Jim made his bed and shoved it back into the couch then sat on it. He took up the remote and turned the television on. Every station he flipped to featured news from one area of Mega City One or another under siege, on fire, in despair. There were high speed police chases and bloody, graphic murder scenes. It made his heart clench with fear for Joe who was out in the middle of the fray, attempting to drive order and justice between the frightened citizens and the ruthless criminals. He pointed the remote at the TV and turned it off, tossing the clicker to the floor in disgust.
Hugging his legs to his chest, he hitched out a sigh. He loved feeling safe away from the terror of the world, but he couldn't do this without his books. They were his saving grace. He adored the smell of their pages and the texture of the paper and the covers under his fingertips. The way they painted pictures of long forgotten or new worlds and gave his mind a place to play and rest was important to his mental wellbeing. He'd begged, borrowed and stole for his collection and he needed it to help him escape the outside world and the worrying that plagued his mind.
Curled in a ball, attempting to soothe his mind and forget about the lost books, he thought about the stars and what they might look like.
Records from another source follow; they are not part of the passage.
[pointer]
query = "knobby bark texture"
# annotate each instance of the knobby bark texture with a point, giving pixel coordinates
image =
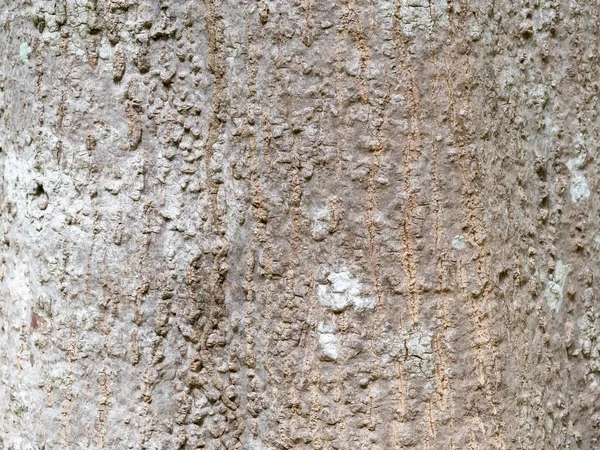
(299, 224)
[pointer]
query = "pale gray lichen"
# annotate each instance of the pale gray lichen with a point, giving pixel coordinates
(458, 242)
(24, 51)
(343, 290)
(328, 341)
(579, 187)
(556, 285)
(413, 347)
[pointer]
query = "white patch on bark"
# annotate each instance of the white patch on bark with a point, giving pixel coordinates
(320, 223)
(328, 341)
(458, 242)
(24, 51)
(343, 290)
(556, 285)
(579, 187)
(413, 347)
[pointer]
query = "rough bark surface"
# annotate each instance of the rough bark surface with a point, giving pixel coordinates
(280, 224)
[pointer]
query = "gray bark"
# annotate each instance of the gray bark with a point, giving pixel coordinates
(301, 224)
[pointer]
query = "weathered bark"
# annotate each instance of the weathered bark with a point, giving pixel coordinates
(299, 224)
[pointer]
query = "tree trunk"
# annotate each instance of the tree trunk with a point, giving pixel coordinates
(271, 224)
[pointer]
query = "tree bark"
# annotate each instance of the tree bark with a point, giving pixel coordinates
(299, 224)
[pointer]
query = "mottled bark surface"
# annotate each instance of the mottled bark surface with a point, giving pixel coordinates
(299, 224)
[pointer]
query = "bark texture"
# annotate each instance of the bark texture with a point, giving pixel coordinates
(299, 224)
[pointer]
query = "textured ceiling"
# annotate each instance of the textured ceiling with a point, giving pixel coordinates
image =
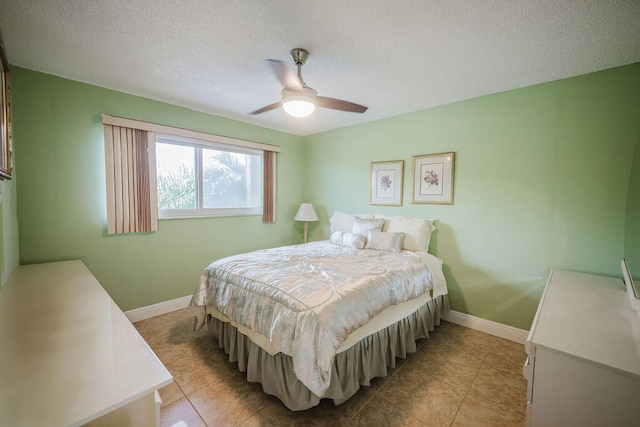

When a person saw the light of a star, they were seeing light that had traveled for many years, so many that the star might be gone entirely. Every star was a glimpse into the past. From what he had read, the world before the radiation, the fall out, and the mega cities, was a pretty wonderful place. He thought about this while slumped onto the couch and made a bold decision.
He had to go and rescue some of his books. He had to save that knowledge lest the pages be used as rolling papers. If he was fast, he could be back before Joe.
Jim stood up steeled himself, clapped his hands once as if confirming his determination, and went in search of his sneakers. He looked under the bed and in every closet and drawer. He'd been over every nook of the apartment that very morning. As he began to face the fact that his sneakers were simply gone, he began to wonder if Joe had taken them on purpose to keep him from leaving. The thought made his mind go supernova. How dare he tell Jim he isn't a prisoner and then take away his resources.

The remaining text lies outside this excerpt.